Open DunklesArchipel opened 3 years ago
Based on the changes in echemdb/svgdigitizer#51, the content in the yaml file should be reconsidered.
The part on figure description
now requires fewer keys since most values are directly extracted from the svg file.
We should discuss once more yaml. structure: We have now for electrolyte: {name, sum formula, ...}: Question why don't we use the same name doubling in electrode materials? Name doublings can be problematic?! E.g. EtOH as in yaml is not a standardized sum formula: I think we should have only one classifyer, e.g. name and then sumformula is created from lookup table or the other way round. Also "sodium hydroxide" instead of "NaCl" e.g. on the website is not so cool. In short, I think we should homogenize names to anything, then have a function that creates the "common name": This "common name" should be what is displayed on the website. This will be "NaCl" and "Ethanole" in the discussed case, and not either name or sum formula
EtOH is indeed some sort of trivia name. Besides, I agree that a single identifier is sufficient.
In principle, the name can be either a full name, a sum formula, or a trivia name. This could be checked against a list with dicts:
chemicals = [{'name' : 'ethanol',
'sum formula' : ' C2H6O',
'display name': 'Ethanol',
'alternative names': ['ethanol', 'EtOH', 'C2H6O', 'CH3CH2OH', 'C2H5OH']},
{'name' : 'sulfuric acid',
'sum formula' : 'H2SO4',
'display name': 'H$_2$SO$_4$',
'alternative names': ['sulfuric acid', 'H2SO4']}]
We could also try to implement existing packages for chemical formulas:
Yes, I think we should do this to go the safe way: After some looking around I found this solution, which queries synonym names of compounds, and then assigns a unique cid (chemical compound id), see code below!
We could also query then Inchi https://iupac.org/who-we-are/divisions/division-details/inchi/
What is cool you can write EtOH or ethanol, and it removes the necessity to build the above dict.
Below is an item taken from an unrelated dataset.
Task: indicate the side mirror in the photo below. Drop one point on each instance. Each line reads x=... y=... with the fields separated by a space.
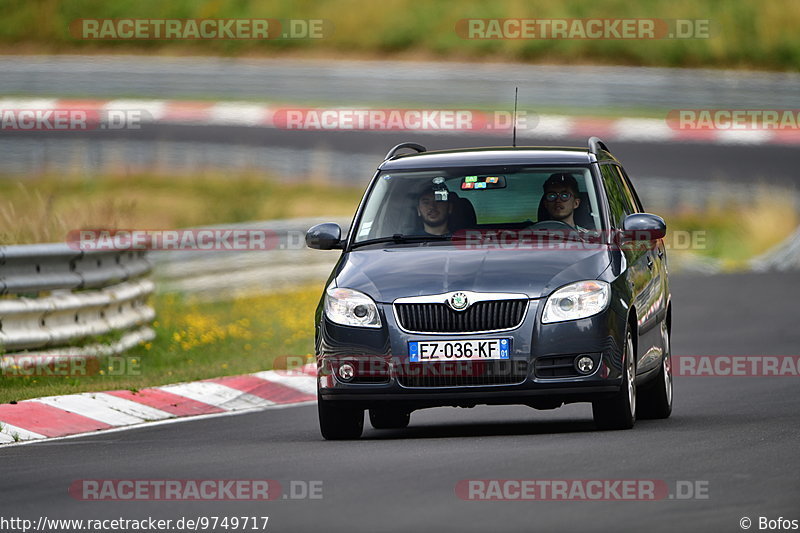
x=643 y=227
x=326 y=236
Or we build the above dict from the code pasted below: Then we can translate easily into chemical formulas names/ display names etc, and it will be an automatic test that people have written actual chemical compounds into the yaml:
## Sanitize names
import pubchempy as pcp
from pubchempy import Compound
from pymatgen.core.composition import Composition
cids = pcp.get_cids('NaCl', 'name')
cid = cids[0]
s0 = Compound.from_cid(cid)
print(s0.synonyms[0], s0.molecular_formula)
cids = pcp.get_cids('sodium chloride', 'name')
cid = cids[0]
s1 = Compound.from_cid(cid)
print(s1.synonyms[0], s1.molecular_formula)
cids = pcp.get_cids('Sodium Chloride', 'name')
cid = cids[0]
s2 = Compound.from_cid(cid)
print(s2.synonyms[0], s2.molecular_formula)
cc = Composition(s2.molecular_formula)
print(s2.synonyms[0], cc.reduced_formula)
cids = pcp.get_cids('ethanol', 'name')
cid = cids[0]
s = Compound.from_cid(cid)
print(s.synonyms[0], s.molecular_formula, Composition(s.molecular_formula).reduced_formula)
cids2 = pcp.get_cids('EtOH', 'name')
cid2 = cids2[0]
s2 = Compound.from_cid(cid2)
print(s2.synonyms[0],s2.molecular_formula, Composition(s2.molecular_formula).reduced_formula)
Great stuff. It finds random typos.
Add a section for used gases in the "electrochemical system" section
Points to discuss:
electrochemical system
Original top level message: The yaml files for the test cases, e.g.,
xy.yaml
, are still in the old format. These should be adapted to work properly with the future CV module.